Transfer learning between different languages

@daniel.cruzado I was thinking of transfer learning from English to Arabic. Does it worth trying?

1 Like

Does anyone tried this? I’m also trying to train a Spanish model.

I tried transfer learning from English to German and after removing 2 last layers and allowing fine tuning with 0.0001 I was able to get down with WER from 11,7% to 9,4%.

@reyxuan here’s my result for spanish using transfer learning Non native english with transfer learning from V0.5.1 Model, right branch, method and discussion

@carlfm01 I don’t get what you did there. Did you train with English and test with Spanish?

@Jendker Thank you very much. I’ll try that.
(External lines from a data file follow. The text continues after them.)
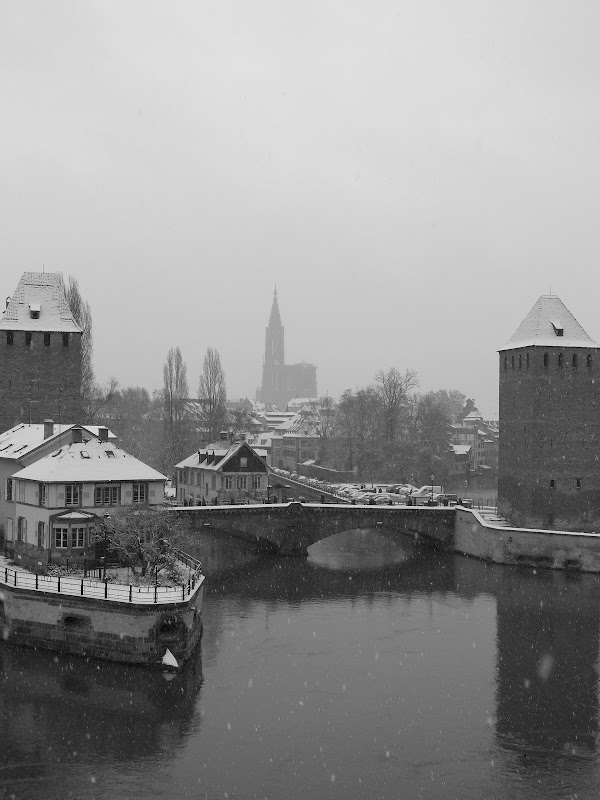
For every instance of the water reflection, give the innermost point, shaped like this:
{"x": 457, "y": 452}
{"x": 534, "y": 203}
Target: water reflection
{"x": 58, "y": 713}
{"x": 396, "y": 669}
{"x": 547, "y": 669}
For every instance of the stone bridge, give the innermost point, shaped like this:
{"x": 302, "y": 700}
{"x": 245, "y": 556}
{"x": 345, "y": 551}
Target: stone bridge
{"x": 290, "y": 528}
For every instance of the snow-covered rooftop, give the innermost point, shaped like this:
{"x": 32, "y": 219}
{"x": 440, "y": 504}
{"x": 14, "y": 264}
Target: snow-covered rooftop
{"x": 23, "y": 439}
{"x": 89, "y": 461}
{"x": 549, "y": 324}
{"x": 39, "y": 304}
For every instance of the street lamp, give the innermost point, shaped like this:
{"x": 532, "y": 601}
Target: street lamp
{"x": 106, "y": 519}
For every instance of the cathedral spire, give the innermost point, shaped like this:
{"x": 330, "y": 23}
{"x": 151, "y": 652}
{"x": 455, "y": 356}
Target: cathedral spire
{"x": 275, "y": 318}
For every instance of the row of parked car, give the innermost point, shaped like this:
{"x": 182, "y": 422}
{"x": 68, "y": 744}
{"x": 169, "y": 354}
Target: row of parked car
{"x": 377, "y": 494}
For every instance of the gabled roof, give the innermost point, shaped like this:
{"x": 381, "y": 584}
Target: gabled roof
{"x": 223, "y": 455}
{"x": 42, "y": 292}
{"x": 23, "y": 439}
{"x": 89, "y": 462}
{"x": 549, "y": 324}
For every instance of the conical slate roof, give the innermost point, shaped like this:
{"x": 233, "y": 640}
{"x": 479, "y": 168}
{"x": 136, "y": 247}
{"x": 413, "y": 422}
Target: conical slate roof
{"x": 275, "y": 318}
{"x": 549, "y": 324}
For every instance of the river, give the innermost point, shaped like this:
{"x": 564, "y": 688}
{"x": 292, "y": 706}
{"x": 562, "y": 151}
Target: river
{"x": 373, "y": 669}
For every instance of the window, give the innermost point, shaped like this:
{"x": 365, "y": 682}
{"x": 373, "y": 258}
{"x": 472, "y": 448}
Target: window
{"x": 72, "y": 494}
{"x": 140, "y": 492}
{"x": 77, "y": 537}
{"x": 61, "y": 537}
{"x": 108, "y": 495}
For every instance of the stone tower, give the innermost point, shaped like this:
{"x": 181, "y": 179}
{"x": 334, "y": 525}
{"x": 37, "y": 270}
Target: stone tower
{"x": 549, "y": 446}
{"x": 274, "y": 388}
{"x": 40, "y": 354}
How many hours of audio did you use?

I had about 500 hours, did not try any data augmentation though, maybe that would additionally help.

Sorry for the confusion, no, with the English model did transfer learning to Spanish using 500h of Spanish, both test and train using Spanish.

Perfect! I’ll try a model from scratch firstly and then the Transfer Learning method. How did you get 500h of Spanish? Using Data Augmentation?

No, using data from voxforge,openslr, librivox, and private speech.

You can download my 120h of clean Spanish here:https://www.kaggle.com/carlfm01/120h-spanish-speech/
From Librivox, under public domain :slight_smile:

I’d already downloaded it. Thanks! I mixed it with these datasets:

Be careful with the tedx dataset, it has a lot of grammar mistakes, and caito did not converge for me.
About the crowdsourced data, I think it needs silence trimming.

I’ve already trimmed the audio. I’ll check what you said about tedx!

Did you substitute ä=>ae and so on? If not, how were you able to restore the weights from the english model with the german alphabet having more letters and therefore more nodes in the last layer?

At transfer-learning2 there is a parametry to specify how many last layers should be dropped. If you specify at least 1 you should be fine.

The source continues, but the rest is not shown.